Don't get me wrong, I liked to party when the time called for it.
But not on a first date. I could give her the benefit of the doubt-maybe she was just nervous. But it didn't change the fact that I knew there wouldn't be a second date in the future.
The incoherent noises Kendra was making suddenly stopped as she clamped a hand over her mouth.
"I think I'm gonna be sick," she muffled against her palm.
Now that I could understand.
I slammed on the brakes to pull over and hoped she could hold it in long enough to make it outside. I followed behind her as she stumbled out of my truck, and I caught her around the waist to keep her from falling into the ditch.
Wrinkling my nose in disgust, I looked away as she started to heave.
My mind decided to take a trip down memory lane to escape the predicament I was currently in the middle of.
I'd had my fair share of disastrous dates, and obviously tonight was no exception.
When I was fifteen, my buddy Colton and I had a double date with a couple of girls from two towns over. Colton had just gotten his license and we thought we were hot shit for getting dates with girls who weren't from our high school.
To top it off, Amanda and Amber were twins. Twins.
When we got to their house they showed us to their room and said they were going to the kitchen to get some snacks. Told us to make ourselves at home. Being the nosy pricks that we were, we decided to snoop around.
On opposite sides of the room were matching twin beds with three shelves of collectables on the wall in between. Amanda and Amber seemed to have an unhealthy obsession with unicorns. Glass figurines and snow globes made up most of the collection.
On the other side of the room was a TV. We found an old kickboxing workout DVD and decided to put it on. Mimicking the kicks and punches in such a small space was a bad idea. Because we were rambunctious ass-hats, things quickly got out of control.
Colton sent a high kick to my chest and I fell backwards against the wall, causing all three shelves to collapse. Unicorn horns, broken glass, water, and glitter covered the floor.
It was a unicorn massacre.
Colton and I did the only thing we saw as an option at the time-we ran.
I realized how shitty it was to break all their stuff and leave without even saying goodbye. I still felt bad about it to this day. We ignored angry texts for at least two weeks.

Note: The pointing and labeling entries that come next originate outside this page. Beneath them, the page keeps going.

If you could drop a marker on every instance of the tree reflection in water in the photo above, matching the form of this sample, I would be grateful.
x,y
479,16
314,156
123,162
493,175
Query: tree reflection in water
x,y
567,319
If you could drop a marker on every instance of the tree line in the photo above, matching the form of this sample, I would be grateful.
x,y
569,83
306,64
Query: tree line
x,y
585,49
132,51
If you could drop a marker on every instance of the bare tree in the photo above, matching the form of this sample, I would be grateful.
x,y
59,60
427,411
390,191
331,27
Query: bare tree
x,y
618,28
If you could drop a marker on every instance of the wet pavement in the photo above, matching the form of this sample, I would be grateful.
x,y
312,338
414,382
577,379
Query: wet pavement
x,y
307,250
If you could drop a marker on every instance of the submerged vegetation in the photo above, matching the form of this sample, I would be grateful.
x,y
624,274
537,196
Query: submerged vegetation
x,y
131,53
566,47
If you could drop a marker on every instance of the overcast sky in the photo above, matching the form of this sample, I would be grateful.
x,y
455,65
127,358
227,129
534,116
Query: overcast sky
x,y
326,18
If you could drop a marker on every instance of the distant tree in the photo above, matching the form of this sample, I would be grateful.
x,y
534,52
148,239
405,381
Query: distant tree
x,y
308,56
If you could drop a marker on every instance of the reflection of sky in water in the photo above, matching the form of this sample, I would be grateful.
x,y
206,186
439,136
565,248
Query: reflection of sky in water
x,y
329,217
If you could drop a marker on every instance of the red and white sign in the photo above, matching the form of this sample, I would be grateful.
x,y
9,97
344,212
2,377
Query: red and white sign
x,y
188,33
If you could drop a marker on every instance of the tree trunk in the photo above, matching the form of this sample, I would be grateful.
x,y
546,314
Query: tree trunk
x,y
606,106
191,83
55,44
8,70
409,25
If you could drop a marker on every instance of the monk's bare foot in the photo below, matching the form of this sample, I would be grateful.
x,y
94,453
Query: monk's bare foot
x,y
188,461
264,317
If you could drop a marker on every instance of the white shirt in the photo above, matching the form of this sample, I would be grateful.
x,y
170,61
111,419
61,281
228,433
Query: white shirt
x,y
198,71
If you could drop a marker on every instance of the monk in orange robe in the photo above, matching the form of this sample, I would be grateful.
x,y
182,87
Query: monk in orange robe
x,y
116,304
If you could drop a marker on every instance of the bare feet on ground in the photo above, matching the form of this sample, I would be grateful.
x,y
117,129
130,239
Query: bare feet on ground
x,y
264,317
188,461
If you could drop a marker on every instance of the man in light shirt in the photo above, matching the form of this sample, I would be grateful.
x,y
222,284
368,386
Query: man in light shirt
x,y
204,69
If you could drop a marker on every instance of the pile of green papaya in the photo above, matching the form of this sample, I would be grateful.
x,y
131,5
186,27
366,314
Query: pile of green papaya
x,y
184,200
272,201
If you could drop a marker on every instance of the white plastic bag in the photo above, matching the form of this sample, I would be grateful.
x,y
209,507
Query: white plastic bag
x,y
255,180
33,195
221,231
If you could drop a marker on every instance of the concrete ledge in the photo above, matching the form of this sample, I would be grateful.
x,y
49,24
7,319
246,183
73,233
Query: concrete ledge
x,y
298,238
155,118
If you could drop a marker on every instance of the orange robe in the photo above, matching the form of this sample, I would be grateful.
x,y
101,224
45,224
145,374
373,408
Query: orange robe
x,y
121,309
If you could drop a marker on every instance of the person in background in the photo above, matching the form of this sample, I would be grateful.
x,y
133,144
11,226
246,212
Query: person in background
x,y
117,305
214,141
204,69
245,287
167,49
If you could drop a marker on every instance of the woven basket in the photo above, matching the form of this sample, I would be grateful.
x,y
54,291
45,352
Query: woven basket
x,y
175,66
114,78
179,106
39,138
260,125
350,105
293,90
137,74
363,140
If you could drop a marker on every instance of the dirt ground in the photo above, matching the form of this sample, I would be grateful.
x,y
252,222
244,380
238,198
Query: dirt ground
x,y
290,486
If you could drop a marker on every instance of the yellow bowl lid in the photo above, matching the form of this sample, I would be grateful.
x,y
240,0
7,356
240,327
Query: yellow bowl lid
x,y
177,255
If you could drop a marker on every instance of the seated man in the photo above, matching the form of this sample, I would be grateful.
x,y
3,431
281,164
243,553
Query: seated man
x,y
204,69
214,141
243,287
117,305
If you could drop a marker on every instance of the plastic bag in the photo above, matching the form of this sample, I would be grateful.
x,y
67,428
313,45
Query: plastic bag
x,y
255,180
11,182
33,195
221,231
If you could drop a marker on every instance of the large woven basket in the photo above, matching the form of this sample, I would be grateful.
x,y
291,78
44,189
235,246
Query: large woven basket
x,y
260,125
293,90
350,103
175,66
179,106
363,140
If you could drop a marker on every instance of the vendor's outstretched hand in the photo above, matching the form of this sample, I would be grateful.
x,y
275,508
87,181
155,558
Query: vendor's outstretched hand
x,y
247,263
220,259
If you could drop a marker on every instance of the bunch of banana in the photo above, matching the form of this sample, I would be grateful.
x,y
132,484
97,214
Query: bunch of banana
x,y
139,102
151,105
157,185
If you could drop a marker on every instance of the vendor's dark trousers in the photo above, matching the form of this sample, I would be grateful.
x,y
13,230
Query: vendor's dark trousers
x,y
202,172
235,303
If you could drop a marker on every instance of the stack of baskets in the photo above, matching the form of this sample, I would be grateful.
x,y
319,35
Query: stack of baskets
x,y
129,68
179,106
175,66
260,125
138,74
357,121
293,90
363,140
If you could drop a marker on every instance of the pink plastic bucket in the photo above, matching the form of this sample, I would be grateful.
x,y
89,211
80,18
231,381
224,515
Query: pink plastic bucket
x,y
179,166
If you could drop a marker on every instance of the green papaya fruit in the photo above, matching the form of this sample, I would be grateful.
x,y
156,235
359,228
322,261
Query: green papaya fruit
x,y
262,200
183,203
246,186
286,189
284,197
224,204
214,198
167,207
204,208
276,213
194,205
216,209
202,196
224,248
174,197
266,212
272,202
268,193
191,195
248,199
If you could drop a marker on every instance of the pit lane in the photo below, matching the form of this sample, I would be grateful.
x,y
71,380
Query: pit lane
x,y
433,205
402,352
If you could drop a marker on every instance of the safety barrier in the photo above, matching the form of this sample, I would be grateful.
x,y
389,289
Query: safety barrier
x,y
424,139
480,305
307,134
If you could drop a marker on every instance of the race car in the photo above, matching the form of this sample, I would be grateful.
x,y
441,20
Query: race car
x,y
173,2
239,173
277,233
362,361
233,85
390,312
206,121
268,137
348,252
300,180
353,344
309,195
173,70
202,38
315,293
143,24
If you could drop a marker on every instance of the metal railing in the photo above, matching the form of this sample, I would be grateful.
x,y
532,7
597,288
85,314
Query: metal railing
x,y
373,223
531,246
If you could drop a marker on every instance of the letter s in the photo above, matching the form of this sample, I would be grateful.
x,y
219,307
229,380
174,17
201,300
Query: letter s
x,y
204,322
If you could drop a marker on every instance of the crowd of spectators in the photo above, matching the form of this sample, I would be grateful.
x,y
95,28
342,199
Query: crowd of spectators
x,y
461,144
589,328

Getting text-tag-teamed by twins was brutal. I liked to think that was punishment enough.
When I was sixteen, I got the courage to ask Jenny Jenkins out to a movie. She was cute, smart, and willing to go out with me-all good things.
I arrived at her house on time, just three minutes shy of 7 PM. Jenny must have been excited because she came out to meet me in front of her house. She said she needed to get her purse from inside and gestured for me to follow.
What happened next was like watching a train wreck in slow motion.
On her way up the steps, Jenny tripped and face planted on the porch. Hard. Between garbled sobs and lots of blood coming out of her mouth, she told me she bit her tongue and to call her mom.